Having read comments by fellow Goat-owners in other parts of the U.S., please allow me to qualify my "No car washes" edict.

Easy for me to say . . . living here in Phoenix. Shoot, there are times in January and February when the thermometer "plunges" to +40 deg. that I don't care to hand wash my car -- and I don't have the salt issue to deal with, either. When caring becomes slaving over the car, it's time for a reality check.

LarryM, you got it right!!!
:cheers


----------



## westell (Oct 4, 2004)

capra2d said:


> My GTO is my first new car in a long, long time, so I hadn't kept up on all of the finish care products. After reading some other boards, I decided on the Zaino Brothers' products. Not having used the other high-end products, I have no basis for comparison, but Zaino is fantastic! It was a lot of work, but I'm glad I did it.
> 
> If you order from them, consider the bundled packages. You'll save money and avoid delays you will otherwise have when you realize you shoulda bought all the stuff and have to re-order.
> 
> Oh yeah -- No car washes.


Zaino - the thinner the coat the better, that's the trick :cool


----------



## rollins215 (Sep 19, 2004)

I've never used Zaino products before, but I'm interested. I went to the website and got an idea of what I need, but which polish should I get...the one for clearcoat, non-clearcoat, or the one for swirling? My GTO is red and already has a bit of swirliness, does that mean I need the swirling one or is that only for really bad, surface-is-jacked swirling?


----------



## westell (Oct 4, 2004)

rollins215 said:


> I've never used Zaino products before, but I'm interested. I went to the website and got an idea of what I need, but which polish should I get...the one for clearcoat, non-clearcoat, or the one for swirling? My GTO is red and already has a bit of swirliness, does that mean I need the swirling one or is that only for really bad, surface-is-jacked swirling?


You can go mild to wild here, but this is what I did.

I got the Z-2 (clearcoat) and the Z-5 (swirl)

and you gotta do clay bar first to get the rail dust and other contaminates off, you'll be surprised what comes off the goat.

clay bar, Z5, then Z2 after that just coat up, every other wash or so..

now, alot of folks say you gotta get the flash cure ZFX and they swear by it, but I've not done it yet and I'm real happy with results. I used McQuires before but Zaino blows it away. And, have not tried any other Zaino dressings, etc...

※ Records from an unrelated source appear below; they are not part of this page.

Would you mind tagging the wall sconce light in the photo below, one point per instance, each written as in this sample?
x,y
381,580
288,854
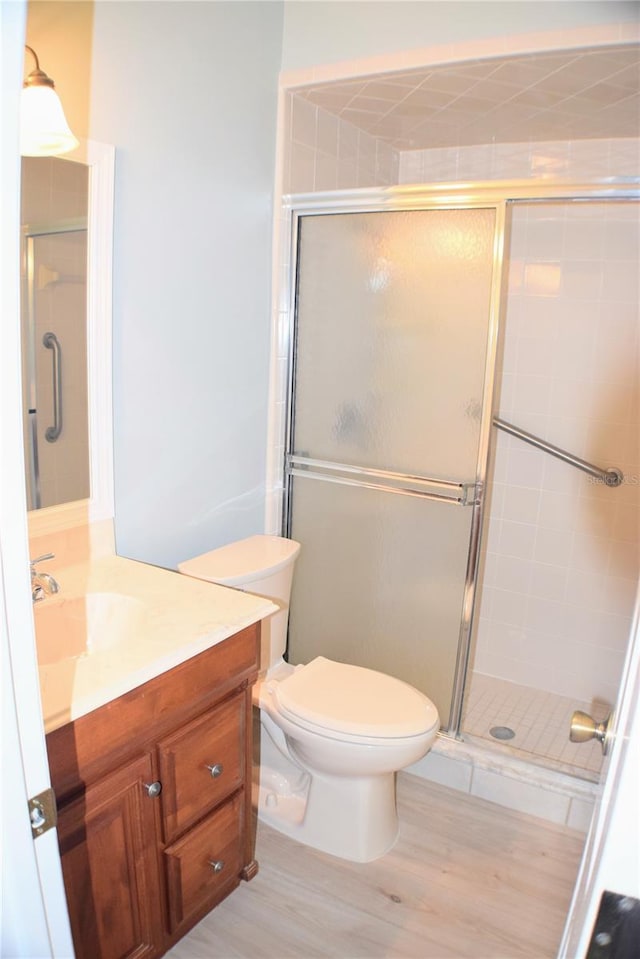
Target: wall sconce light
x,y
44,130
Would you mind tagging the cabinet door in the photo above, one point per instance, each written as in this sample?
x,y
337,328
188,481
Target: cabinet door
x,y
110,866
201,764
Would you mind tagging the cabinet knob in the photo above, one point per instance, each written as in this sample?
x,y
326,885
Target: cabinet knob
x,y
153,789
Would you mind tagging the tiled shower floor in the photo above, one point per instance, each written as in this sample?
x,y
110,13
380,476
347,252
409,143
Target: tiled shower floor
x,y
539,720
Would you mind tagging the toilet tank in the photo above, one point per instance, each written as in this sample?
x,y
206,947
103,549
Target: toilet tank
x,y
261,565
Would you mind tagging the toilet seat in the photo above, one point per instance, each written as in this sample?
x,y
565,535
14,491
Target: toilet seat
x,y
354,701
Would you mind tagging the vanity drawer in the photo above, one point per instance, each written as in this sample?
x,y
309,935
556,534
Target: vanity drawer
x,y
205,865
201,764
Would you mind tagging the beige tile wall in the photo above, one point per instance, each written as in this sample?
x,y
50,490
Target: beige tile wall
x,y
562,549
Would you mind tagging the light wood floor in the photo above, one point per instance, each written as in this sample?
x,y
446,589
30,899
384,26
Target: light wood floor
x,y
466,878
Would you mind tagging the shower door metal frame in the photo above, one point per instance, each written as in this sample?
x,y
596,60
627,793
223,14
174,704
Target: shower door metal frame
x,y
499,195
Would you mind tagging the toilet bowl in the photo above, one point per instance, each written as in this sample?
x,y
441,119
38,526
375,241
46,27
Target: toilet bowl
x,y
332,735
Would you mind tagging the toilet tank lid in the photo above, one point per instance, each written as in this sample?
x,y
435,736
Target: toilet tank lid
x,y
243,561
355,700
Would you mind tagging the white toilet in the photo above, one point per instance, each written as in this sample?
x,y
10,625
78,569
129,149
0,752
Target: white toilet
x,y
332,735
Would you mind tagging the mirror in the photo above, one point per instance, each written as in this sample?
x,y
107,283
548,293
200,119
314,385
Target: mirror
x,y
54,207
67,233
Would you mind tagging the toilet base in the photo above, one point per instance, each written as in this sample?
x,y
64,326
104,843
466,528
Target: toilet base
x,y
353,818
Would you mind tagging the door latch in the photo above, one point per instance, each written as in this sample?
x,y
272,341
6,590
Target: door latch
x,y
43,812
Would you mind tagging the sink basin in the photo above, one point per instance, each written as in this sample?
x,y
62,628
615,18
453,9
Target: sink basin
x,y
70,627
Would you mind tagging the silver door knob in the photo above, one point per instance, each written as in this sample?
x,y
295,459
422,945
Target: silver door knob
x,y
585,728
153,789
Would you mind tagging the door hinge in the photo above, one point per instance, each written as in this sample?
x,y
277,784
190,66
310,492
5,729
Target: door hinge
x,y
43,812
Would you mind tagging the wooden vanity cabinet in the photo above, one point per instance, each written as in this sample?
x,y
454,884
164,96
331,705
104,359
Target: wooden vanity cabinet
x,y
155,825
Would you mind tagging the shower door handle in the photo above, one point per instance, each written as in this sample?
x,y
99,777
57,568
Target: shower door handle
x,y
51,342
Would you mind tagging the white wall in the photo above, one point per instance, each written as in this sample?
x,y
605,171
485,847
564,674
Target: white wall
x,y
187,92
329,32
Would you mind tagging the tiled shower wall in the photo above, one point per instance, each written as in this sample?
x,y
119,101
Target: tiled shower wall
x,y
561,552
327,153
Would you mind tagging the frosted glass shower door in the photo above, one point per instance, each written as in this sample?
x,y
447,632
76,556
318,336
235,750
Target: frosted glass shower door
x,y
392,321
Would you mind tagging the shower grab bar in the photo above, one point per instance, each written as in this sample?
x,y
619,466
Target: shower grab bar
x,y
51,342
610,477
462,494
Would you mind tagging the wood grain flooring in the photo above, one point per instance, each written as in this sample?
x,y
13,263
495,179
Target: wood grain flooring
x,y
467,879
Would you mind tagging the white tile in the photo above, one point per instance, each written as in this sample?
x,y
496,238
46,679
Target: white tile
x,y
517,539
534,800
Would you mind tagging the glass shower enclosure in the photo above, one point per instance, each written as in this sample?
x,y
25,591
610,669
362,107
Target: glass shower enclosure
x,y
393,355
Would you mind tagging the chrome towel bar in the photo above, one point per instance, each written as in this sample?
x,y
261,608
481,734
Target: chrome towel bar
x,y
610,477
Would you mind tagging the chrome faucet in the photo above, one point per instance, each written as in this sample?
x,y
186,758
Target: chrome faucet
x,y
42,584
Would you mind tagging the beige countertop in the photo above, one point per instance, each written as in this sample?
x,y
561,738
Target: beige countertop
x,y
117,623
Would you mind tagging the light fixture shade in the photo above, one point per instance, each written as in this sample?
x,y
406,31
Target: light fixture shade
x,y
44,130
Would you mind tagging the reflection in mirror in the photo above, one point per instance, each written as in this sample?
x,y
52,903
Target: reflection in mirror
x,y
75,231
54,332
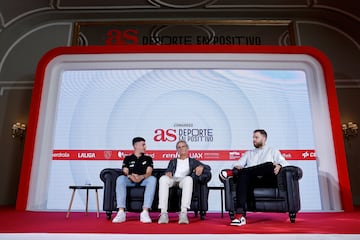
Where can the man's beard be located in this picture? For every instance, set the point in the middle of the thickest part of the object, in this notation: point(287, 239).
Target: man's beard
point(258, 145)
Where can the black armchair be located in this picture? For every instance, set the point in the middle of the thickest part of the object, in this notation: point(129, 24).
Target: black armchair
point(135, 195)
point(282, 197)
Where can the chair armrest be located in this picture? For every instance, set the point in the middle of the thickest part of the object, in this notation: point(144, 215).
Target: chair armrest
point(110, 174)
point(205, 177)
point(292, 171)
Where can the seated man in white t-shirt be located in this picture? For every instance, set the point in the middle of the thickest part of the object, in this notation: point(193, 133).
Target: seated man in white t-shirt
point(179, 173)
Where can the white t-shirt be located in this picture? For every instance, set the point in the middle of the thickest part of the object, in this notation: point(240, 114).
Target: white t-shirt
point(182, 168)
point(261, 155)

once you get it down, it's a breeze to do. took about 1 hr to put a coat on and off. remember, thin, thin, thin. i think the biggest mistake is people try to put this on like other waxes and polishes and it's a different animal.


----------



## rollins215 (Sep 19, 2004)

Thanks, I'll get both the Z5 and the Z2, then. I am planning on getting the claybar and Z7 cleaner, too.


----------



## rollins215 (Sep 19, 2004)

Just ordered Z1 Polish Lok, Z2 & Z5 polish, Z6 enhancer, Z7 car wash, Z18 ClayBar, and some polish applicators. I think that should about cover it! I'm going to do my wife's Golf TDI with this stuff, too.


----------



## LarryM (Aug 17, 2004)

capra2d said:


> Having read comments by fellow Goat-owners in other parts of the U.S., please allow me to qualify my "No car washes" edict.
> 
> Easy for me to say . . . living here in Phoenix. Shoot, there are times in January and February when the thermometer "plunges" to +40 deg. that I don't care to hand wash my car -- and I don't have the salt issue to deal with, either. When caring becomes slaving over the car, it's time for a reality check.
> 
> ...



Here's a case of where you live being a big determining factor of "what's right" 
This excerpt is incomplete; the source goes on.